Q. When I tried to replace the top hinge in a heavy door between our attached garage and the living area, the screws were so loose on the jamb side that they fell out. I tried screws more than 2 inches long, but they wouldn’t take hold either. Now what?

A. You can determine how long the screws have to be by poking a piece of stiff wire into the screw holes until you hit solid wood. The solid wood will be the framing of the house, usually 2-by-4s.

Then measure the length of the wire that was needed and add 3/4 inch to get the length of screws you need to sink into the house framing, which will give the door good support.

Many doors used for new construction are pre-hung in a wood frame, usually 3/4-inch thick, with hinges already in place, and it is common for door installers to shim a door frame to make it plumb.

The shims leave a gap between the door frame and the house framing. This gap is concealed with trim around the door. However, it is rather unusual for the gap to be so wide that screws more than 2 inches long won’t reach the house framing.

If you need screws that seem too long to be practical, an option is to plug the oversized holes in the door frame so that shorter screws will hold the hinge.

There are several ways to plug the holes, but the best is to cut pieces of dowel to fit the holes. Coat the dowel pieces with wood glue and tap them into the holes. Give the glue plenty of times to dry and cut any protruding dowels flush with the frame surface.

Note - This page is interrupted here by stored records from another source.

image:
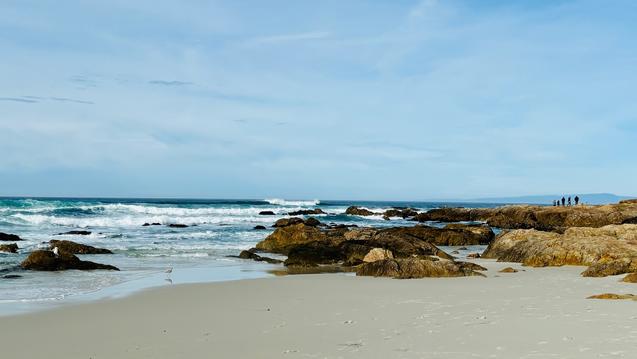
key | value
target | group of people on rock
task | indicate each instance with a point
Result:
(564, 202)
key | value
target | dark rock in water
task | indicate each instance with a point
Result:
(6, 237)
(41, 260)
(9, 248)
(312, 254)
(77, 248)
(416, 268)
(258, 258)
(77, 233)
(284, 222)
(306, 212)
(357, 211)
(400, 212)
(11, 276)
(312, 222)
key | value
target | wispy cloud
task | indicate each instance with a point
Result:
(282, 38)
(19, 99)
(170, 83)
(38, 99)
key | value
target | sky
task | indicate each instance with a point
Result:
(376, 100)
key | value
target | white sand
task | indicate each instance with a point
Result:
(538, 313)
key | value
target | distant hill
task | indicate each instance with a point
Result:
(588, 198)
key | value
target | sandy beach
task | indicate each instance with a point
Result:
(535, 313)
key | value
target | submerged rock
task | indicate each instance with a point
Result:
(6, 237)
(630, 278)
(9, 248)
(509, 270)
(77, 233)
(357, 211)
(42, 260)
(177, 225)
(608, 250)
(77, 248)
(255, 257)
(306, 212)
(409, 268)
(613, 296)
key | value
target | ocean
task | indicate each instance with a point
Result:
(200, 252)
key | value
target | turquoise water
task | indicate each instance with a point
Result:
(216, 229)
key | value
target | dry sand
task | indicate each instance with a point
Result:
(535, 313)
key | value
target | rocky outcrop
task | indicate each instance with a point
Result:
(538, 217)
(41, 260)
(613, 296)
(608, 250)
(400, 212)
(307, 212)
(508, 270)
(75, 233)
(77, 248)
(415, 268)
(255, 257)
(6, 237)
(9, 248)
(286, 237)
(357, 211)
(630, 278)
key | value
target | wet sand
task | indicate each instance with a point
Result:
(535, 313)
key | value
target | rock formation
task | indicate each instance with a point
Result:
(608, 250)
(41, 260)
(77, 248)
(9, 248)
(6, 237)
(416, 268)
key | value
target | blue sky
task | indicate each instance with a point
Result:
(402, 100)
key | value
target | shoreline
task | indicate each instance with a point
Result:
(537, 312)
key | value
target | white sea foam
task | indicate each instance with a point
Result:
(283, 202)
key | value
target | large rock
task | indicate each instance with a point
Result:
(400, 212)
(76, 233)
(287, 237)
(609, 250)
(255, 257)
(9, 248)
(77, 248)
(306, 212)
(408, 268)
(6, 237)
(546, 218)
(41, 260)
(357, 211)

Drill pilot holes slightly smaller than the screws you will use to attach the hinge. The dowels might split when you drive in the hinge screws, but that is not a problem as long as the screws are tight.

Incidentally, loose hinge screws, often in the top hinge, are responsible for many doors scraping the floor when opened. Just tightening the screws will often solve that problem.

Q. My concrete driveway is crumbling for about 18 inches at the entrance. I’d like to fix it but not have to have the whole driveway done. I plan to sell the house soon. Any suggestions?

A. The crumbling concrete can be removed and fresh concrete poured at the entrance only, but you might want to give the entrance a special treatment that will enhance its appearance and possibly make the home more attractive to potential buyers.

This could be done by cutting off the damaged entrance for a few feet and installing concrete pavers or Belgian blocks. Do not try to use any material, such as ordinary bricks, that is not designed for paving and supporting heavy loads, or it will soon crumble like the concrete.

I have seen several driveways that were deliberately constructed with a paved section, then concrete or asphalt, and they are very attractive.

Q. I have well water that is very hard and leaves awful deposits in my fiberglass tub and shower. I have tried different cleaners, even abrasive pads, and it doesn’t help. Any ideas?

A. The first thing you should do is have your well water tested to learn exactly what minerals are causing the deposits.

Calcium compounds and iron are common culprits, but these can usually be removed with cleaners like Zud and Lime-A-Way. You should never use abrasive cleaners on fiberglass surfaces.

You can find a water-testing laboratory under Water Analysis in your yellow pages. Be wary of water-softener companies that offer free testing, because you are likely to get a hard sell for a water softener. However, a softener, which filters some harmful minerals from water, might be what you need.

Testing can also be wise from a health standpoint, since there might be toxic material in the water such as lead, mercury and harmful bacteria.

If you can’t find a suitable lab in your area, you can get a water test kit from companies listed on the Internet. One source is H2Okits.com; a kit costs about $30.

You can find other testing sources by searching with the words Well Water Testing Kits.